I have a walk of shame I should be getting to. "Hey, by the way, what is your name?" is not a conversation I want to have today
I need to go to a fraternity... my boobs are telling me to.
party was madd awkward.. it was like every person who i sat next to in high school and never said hi to was there
I projectile vomited into my sink. Jealous?
Kind of. My puke would have just dribbled down my chin and missed the sink completely.
Ohh that happened after I started to cry.
i walked into the first stall,, but there was no paper, so i'm in the other one. a little kid is in the one without paper now and is making a lot of noise. curious how this'll turn out for him.
nothing says new school year like ambulances and police road blocks.
I'm eating cereal out of the pocket of my flannel right now
She poured a bottle of rum in the champagne fountain, did like 5 jello shots at the same time, then lit herself on fire. Twice. This is how everyone should turn 21.

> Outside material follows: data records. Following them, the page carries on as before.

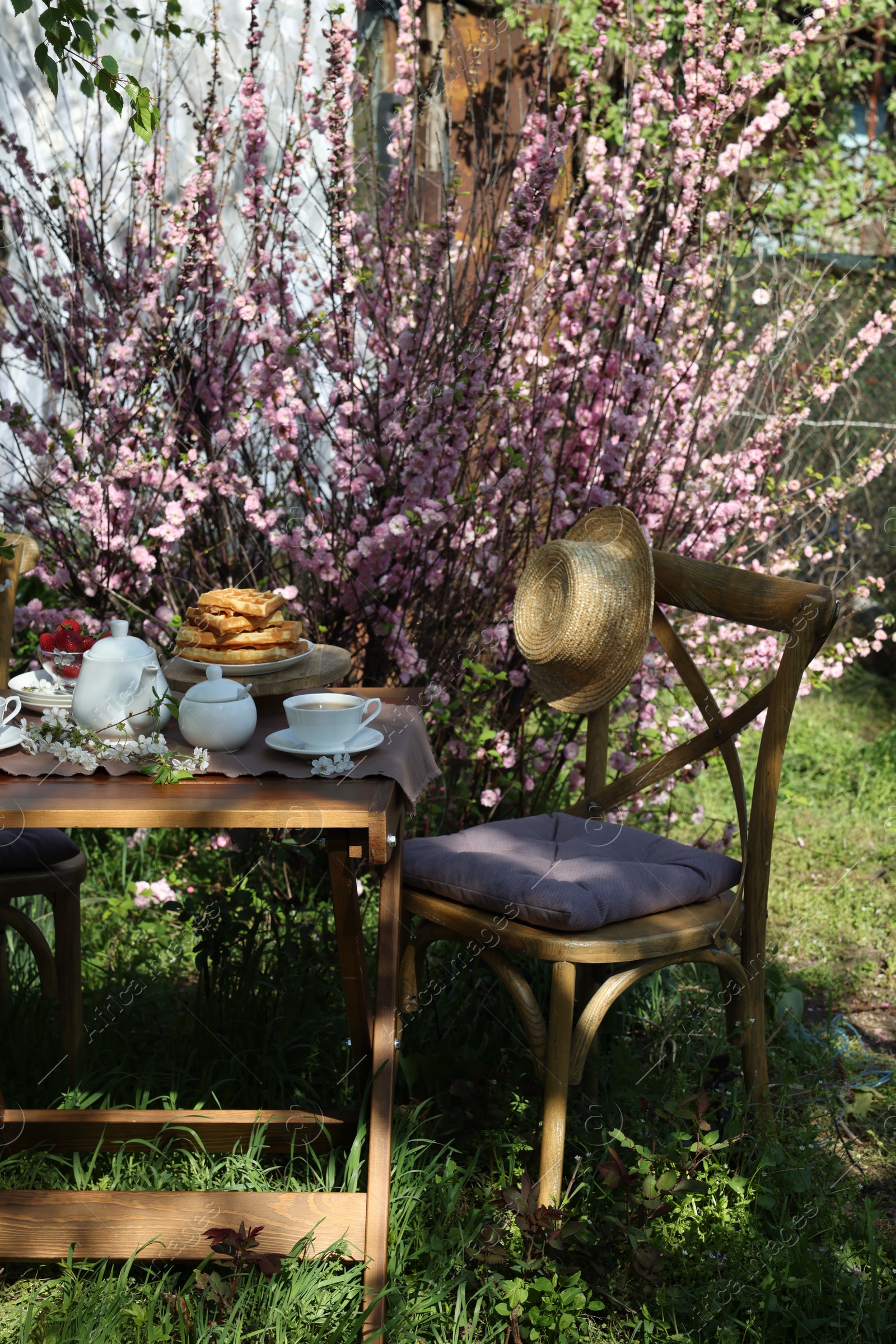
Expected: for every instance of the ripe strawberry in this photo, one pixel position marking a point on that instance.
(66, 641)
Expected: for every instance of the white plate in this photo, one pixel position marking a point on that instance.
(363, 741)
(255, 668)
(41, 699)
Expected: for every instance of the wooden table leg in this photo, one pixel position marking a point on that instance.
(383, 1087)
(66, 917)
(352, 959)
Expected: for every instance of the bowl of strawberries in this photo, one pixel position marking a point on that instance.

are you just inviting me because you can't afford an actual stripper?
he can suck his own dick, i cant compete with that
There's no time frame.
For drinking wine out of the bottle and taking nyquil at 9 AM? There probably should be.
I am googling "notable people who had syphilis"
This is gonna be the kind of weekend where if it involves putting on pants, it ain't happening.
Compositionally, that's actually a really nice picture.
And your penis looks really nice too.
We told him to puke in the Denny's parking lot or we wouldn't be his friend anymore. So he did. He wasn't even drunk.